My first real Rust project

I have been learning Rust for a couple of years, and using it for pet projects and demos alike. Working for a JVM-heavy company, I thought it would be my fate forever. Last week, I had a nice surprise: I convinced my management that using Rust for a particular project was the right choice. It’s not a huge project, but I want to describe my experience using Rust in a “real” project.

The project

Our main software platform has baked-in health sensors for monitoring. These sensors are exposed as HTTP APIs. The problem is that most customers do not actively monitor those endpoints. For an engineer such as myself, they are responsible for their lack of maturity regarding observability; for customer success managers, they should be helped and cared for.

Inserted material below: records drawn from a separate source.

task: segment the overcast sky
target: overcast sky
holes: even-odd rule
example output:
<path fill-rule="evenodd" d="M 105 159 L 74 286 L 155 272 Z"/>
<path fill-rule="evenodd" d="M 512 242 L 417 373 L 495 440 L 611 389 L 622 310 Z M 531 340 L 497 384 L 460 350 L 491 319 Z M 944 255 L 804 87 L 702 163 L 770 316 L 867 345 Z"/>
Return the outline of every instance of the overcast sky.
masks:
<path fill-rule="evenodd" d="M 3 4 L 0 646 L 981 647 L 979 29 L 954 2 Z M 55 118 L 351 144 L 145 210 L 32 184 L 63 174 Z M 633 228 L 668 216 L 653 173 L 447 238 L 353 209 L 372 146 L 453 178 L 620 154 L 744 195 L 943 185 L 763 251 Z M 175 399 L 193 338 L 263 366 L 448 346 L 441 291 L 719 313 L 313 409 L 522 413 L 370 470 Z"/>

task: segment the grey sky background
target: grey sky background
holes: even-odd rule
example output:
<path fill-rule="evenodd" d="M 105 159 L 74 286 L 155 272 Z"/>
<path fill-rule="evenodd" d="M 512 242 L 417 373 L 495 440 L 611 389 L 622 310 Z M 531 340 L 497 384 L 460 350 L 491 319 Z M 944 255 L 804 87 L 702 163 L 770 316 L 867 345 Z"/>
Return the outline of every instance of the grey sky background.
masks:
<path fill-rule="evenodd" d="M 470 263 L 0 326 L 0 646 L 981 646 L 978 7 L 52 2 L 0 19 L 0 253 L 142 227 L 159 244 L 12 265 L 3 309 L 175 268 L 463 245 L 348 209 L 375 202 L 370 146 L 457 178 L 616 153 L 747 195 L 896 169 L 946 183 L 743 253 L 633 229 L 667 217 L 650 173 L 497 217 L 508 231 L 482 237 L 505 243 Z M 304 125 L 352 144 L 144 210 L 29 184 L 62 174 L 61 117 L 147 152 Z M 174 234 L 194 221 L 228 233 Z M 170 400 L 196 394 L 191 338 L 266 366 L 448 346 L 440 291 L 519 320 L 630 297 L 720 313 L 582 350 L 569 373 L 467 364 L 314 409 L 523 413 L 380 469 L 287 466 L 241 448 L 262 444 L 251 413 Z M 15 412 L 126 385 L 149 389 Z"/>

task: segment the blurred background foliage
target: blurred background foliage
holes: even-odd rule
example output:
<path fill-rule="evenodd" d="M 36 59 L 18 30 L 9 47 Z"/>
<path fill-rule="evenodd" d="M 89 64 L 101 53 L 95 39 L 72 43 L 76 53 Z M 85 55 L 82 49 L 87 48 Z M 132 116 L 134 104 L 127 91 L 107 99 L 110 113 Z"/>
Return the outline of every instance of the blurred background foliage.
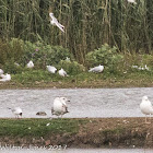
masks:
<path fill-rule="evenodd" d="M 105 43 L 120 52 L 153 50 L 152 0 L 0 0 L 0 10 L 1 39 L 62 46 L 81 63 Z M 50 25 L 49 12 L 64 25 L 64 34 Z"/>
<path fill-rule="evenodd" d="M 49 12 L 66 33 L 50 25 Z M 152 67 L 152 16 L 153 0 L 0 0 L 0 67 L 16 73 L 33 60 L 34 69 L 54 64 L 72 74 L 84 66 L 109 73 Z"/>

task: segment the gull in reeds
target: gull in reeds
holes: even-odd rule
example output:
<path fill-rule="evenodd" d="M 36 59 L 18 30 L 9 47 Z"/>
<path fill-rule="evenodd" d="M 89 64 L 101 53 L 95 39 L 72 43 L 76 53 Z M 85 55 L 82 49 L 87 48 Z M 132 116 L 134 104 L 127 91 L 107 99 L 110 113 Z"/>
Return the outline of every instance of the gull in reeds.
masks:
<path fill-rule="evenodd" d="M 32 60 L 28 61 L 28 63 L 26 64 L 27 68 L 34 68 L 34 62 Z"/>
<path fill-rule="evenodd" d="M 49 13 L 49 16 L 51 17 L 51 20 L 50 20 L 50 23 L 52 24 L 52 25 L 55 25 L 55 26 L 57 26 L 61 32 L 63 32 L 64 33 L 64 26 L 63 25 L 61 25 L 59 22 L 58 22 L 58 20 L 55 17 L 55 15 L 54 15 L 54 13 Z"/>
<path fill-rule="evenodd" d="M 51 107 L 51 114 L 62 117 L 62 115 L 69 113 L 67 102 L 70 102 L 67 97 L 56 97 L 54 99 L 54 107 Z"/>
<path fill-rule="evenodd" d="M 136 0 L 128 0 L 128 2 L 137 4 Z"/>
<path fill-rule="evenodd" d="M 14 114 L 15 118 L 20 118 L 22 117 L 22 109 L 20 107 L 15 107 L 15 108 L 9 108 L 12 110 L 12 113 Z"/>
<path fill-rule="evenodd" d="M 0 69 L 0 75 L 1 75 L 1 74 L 3 74 L 3 70 L 2 70 L 2 69 Z"/>
<path fill-rule="evenodd" d="M 1 74 L 0 75 L 2 79 L 0 79 L 1 82 L 7 82 L 11 80 L 11 74 Z"/>
<path fill-rule="evenodd" d="M 61 75 L 61 76 L 69 76 L 69 75 L 67 74 L 67 72 L 66 72 L 62 68 L 58 71 L 58 73 L 59 73 L 59 75 Z"/>
<path fill-rule="evenodd" d="M 89 70 L 89 72 L 96 72 L 96 73 L 101 73 L 101 72 L 103 72 L 103 70 L 104 70 L 104 66 L 97 66 L 97 67 L 94 67 L 94 68 L 91 68 L 90 70 Z"/>
<path fill-rule="evenodd" d="M 145 123 L 150 123 L 146 121 L 146 115 L 150 115 L 150 119 L 151 119 L 151 115 L 153 115 L 153 106 L 152 103 L 149 101 L 148 96 L 142 97 L 140 109 L 145 115 Z"/>
<path fill-rule="evenodd" d="M 48 72 L 56 73 L 57 68 L 55 68 L 54 66 L 46 66 L 46 67 L 47 67 Z"/>

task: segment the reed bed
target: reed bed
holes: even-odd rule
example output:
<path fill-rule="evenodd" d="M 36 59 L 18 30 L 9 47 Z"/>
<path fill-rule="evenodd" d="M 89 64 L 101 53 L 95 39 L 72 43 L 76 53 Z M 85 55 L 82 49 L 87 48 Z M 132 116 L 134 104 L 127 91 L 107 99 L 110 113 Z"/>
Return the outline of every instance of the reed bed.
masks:
<path fill-rule="evenodd" d="M 66 26 L 49 22 L 49 12 Z M 43 40 L 69 48 L 78 61 L 104 43 L 120 52 L 152 54 L 153 0 L 0 0 L 0 38 Z"/>

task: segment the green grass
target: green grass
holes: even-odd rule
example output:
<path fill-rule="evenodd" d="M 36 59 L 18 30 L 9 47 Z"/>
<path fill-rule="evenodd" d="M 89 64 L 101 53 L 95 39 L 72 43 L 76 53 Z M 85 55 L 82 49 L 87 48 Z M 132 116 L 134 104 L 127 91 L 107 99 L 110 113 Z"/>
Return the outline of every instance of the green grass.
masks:
<path fill-rule="evenodd" d="M 46 70 L 27 70 L 11 74 L 10 82 L 2 83 L 0 89 L 10 87 L 146 87 L 153 83 L 153 71 L 129 70 L 127 73 L 81 72 L 62 78 L 58 73 L 51 74 Z"/>
<path fill-rule="evenodd" d="M 0 137 L 73 134 L 79 131 L 79 125 L 85 122 L 82 119 L 0 119 Z"/>

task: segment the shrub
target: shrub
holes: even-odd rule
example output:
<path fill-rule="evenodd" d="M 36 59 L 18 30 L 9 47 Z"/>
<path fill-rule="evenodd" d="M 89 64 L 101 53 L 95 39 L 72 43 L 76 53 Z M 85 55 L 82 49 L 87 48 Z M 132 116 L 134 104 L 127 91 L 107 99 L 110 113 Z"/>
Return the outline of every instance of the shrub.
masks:
<path fill-rule="evenodd" d="M 17 62 L 23 54 L 23 42 L 12 38 L 10 43 L 0 40 L 0 63 Z"/>
<path fill-rule="evenodd" d="M 113 73 L 117 71 L 118 64 L 122 62 L 122 56 L 117 52 L 117 48 L 111 48 L 107 44 L 104 44 L 101 48 L 89 52 L 85 59 L 87 67 L 103 64 L 109 72 Z"/>
<path fill-rule="evenodd" d="M 59 69 L 63 68 L 68 72 L 68 74 L 78 74 L 85 71 L 84 66 L 78 63 L 76 61 L 61 60 L 58 67 Z"/>
<path fill-rule="evenodd" d="M 35 44 L 25 42 L 24 55 L 22 56 L 20 63 L 25 66 L 30 60 L 33 60 L 36 67 L 46 68 L 47 64 L 57 64 L 67 57 L 70 58 L 71 55 L 67 48 L 61 46 L 50 46 L 40 42 Z"/>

The goal is simple: provide a component that polls the sensors’ state and sends them via email. One can configure the sensors polled and the severity, e.g., warning and above, as well as the email and a a few other parameters.

Why Rust?

While I like Rust a lot, I also love Kotlin, would like to practice Gleam on Beam, etc. There are objective reasons to use Rust for this project, and they are tied to the context and solution design.

The first thing I had to advocate for was to design the component outside the platform. People want to put everything inside it. When all you have is a hammer, then everything looks like a nail. Yet, if the platform is already crashing, then chances are the reporting component will be unavailable.

Once it was agreed, the component’s tech stack became independent of the platform’s. It was time to challenge another widespread Pavlovian reflex. When I was asked to schedule tasks in a JVM application, my go-to solution was Quartz.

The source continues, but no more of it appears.